Dilain pihak pelukis Ardim Dt. Saripado pada karya terbarunya berjudul ”Kuda Hitam”/cat minyak/140x140 cm/2008 mencoba mengangkat isu global dengan memberi simbol kuda hitam sebagai simbol dari Barack Obama, presiden Amerika terpilih beberapa bulan lalu. Barack Obama yang disimbolkan sebagai orang kulit hitam pertama menjadi presiden pertama di AS merupakan figur kuat dan energik bak kuda hitam, banyak harapan, tantangan dan peluang yang digantungkan padanya, bukan saja berasal dari negara sendiri tetapi juga dunia global.
Beberapa ilustrasi diatas merupakan bagian kecil dari wilayah pergulatan kreativitas seniman asal Sumbar yang kita apresiasi dari berbagai aktivitas pameran dan festival yang digelar dalam setahun terakhir. Dari sini lantas kita bisa menduga bahwa, estetika yang berkembang dalam seni lukis selama setahun terakhir dalam menangkap fenomena masyarakat dan seisi alamnya, merupakan interaksi dialogis seniman dan masyarakat yang berada dalam era reformasi dan global yang penuh ketidakpastian seperti yang tersirat dalam bentuk bahasa simbol. Kadang disampaikan secara minimalis sebagai penyederhanaan bentuk yang dikemas secara artistik.
Mundurnya Idealisme?
Tak dapat dipungkiri dalam peta seni lukis Indonesia sejarah sejak lama turut mencatat bahwa Sumatera Barat pernah melahirkan tokoh-tokoh penting yang tertulis dalam tinta emas di tanah air perihal sejumlah tokoh penting seni lukis. Diantara tokoh itu terdapat sederetan nama seperti Wakidi, Oesman Effendi (OE), Zaini, Nashar, Baharuddin MS, Ici Tarmizi, Syamsul Bahar, HB. DT. Tumbijo dan beberapa nama lain yang pada dasarnya memberikan konstribusi dalam membentuk dan membangun seni lukis Indonesia. Pada umumnya pelukis-pelukis ini bermukim di Jawa, kecuali Wakidi asal Semarang, Jawa Tengah, Kelahiran Plaju Sumatera Selatan, 1879 yang hingga akhirnya hayatnya banyak menghabiskan waktu di Sumatera Barat, khususnya di Bukittinggi.
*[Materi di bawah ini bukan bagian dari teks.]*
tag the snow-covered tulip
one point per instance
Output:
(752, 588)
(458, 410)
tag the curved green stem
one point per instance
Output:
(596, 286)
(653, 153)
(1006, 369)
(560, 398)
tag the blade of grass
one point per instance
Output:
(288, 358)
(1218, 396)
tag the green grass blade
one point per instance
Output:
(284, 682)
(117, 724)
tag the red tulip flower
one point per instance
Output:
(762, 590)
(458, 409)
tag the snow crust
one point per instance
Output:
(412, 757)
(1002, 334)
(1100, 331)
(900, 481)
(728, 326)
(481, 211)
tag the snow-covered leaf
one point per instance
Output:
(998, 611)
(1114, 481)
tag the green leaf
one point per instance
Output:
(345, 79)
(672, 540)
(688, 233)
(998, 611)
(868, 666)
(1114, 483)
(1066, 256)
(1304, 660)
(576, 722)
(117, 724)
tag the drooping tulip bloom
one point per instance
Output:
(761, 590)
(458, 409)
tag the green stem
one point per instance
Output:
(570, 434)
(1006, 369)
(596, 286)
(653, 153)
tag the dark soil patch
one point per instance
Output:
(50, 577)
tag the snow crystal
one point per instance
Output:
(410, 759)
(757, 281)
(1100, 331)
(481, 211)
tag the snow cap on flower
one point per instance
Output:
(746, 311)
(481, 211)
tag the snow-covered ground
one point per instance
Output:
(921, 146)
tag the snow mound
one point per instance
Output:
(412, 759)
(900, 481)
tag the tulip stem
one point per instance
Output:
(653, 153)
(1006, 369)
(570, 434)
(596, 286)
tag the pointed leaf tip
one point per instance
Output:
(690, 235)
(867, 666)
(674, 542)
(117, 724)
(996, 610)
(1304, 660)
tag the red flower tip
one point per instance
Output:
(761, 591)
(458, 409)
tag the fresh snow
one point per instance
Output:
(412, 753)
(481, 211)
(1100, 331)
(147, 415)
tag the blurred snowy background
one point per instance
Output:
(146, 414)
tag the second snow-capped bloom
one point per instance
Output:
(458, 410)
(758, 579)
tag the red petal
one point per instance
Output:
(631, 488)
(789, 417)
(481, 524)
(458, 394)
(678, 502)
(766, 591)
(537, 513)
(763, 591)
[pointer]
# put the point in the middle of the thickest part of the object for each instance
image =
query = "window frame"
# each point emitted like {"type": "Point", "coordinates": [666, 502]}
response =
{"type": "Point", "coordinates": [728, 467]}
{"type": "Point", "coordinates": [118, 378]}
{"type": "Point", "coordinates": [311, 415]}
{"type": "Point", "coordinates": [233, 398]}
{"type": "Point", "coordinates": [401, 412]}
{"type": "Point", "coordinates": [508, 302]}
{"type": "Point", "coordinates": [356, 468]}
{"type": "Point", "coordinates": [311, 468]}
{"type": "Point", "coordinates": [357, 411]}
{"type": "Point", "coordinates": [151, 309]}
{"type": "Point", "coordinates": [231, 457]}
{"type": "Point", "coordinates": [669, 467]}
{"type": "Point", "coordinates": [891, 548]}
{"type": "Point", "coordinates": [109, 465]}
Mereka juga dinilai teguh dalam pendirian, sikap dan idealisme dalam berkesenian, kongkritnya pikiran dan wilayah kreativitas mereka dalam memaknai kesenian dan kebudayaan menjadi sesuatu yang hidup, bermatabat yang akhirnya memuliakan manusia dan kebudayaannya.
Konsekwensi semua itu menjadikan salah satu kekayaan kesenian dan budaya dari Sumatera Barat berasal dari seni rupa terutama seni lukis sejak lama, mengingat banyaknya karya-karya seniman terus bergulir dengan seperangkat eksistensi dan kreativitas dalam ranah estetis yang lahir kepermukaan kanvas sejalan ruang dan waktu yang berlalu bahkan hingga sampai ke angkatan muda yang kini terus memperlihatkan eksistesinya ditengah-tengah berbagai isu global dalam kesenian.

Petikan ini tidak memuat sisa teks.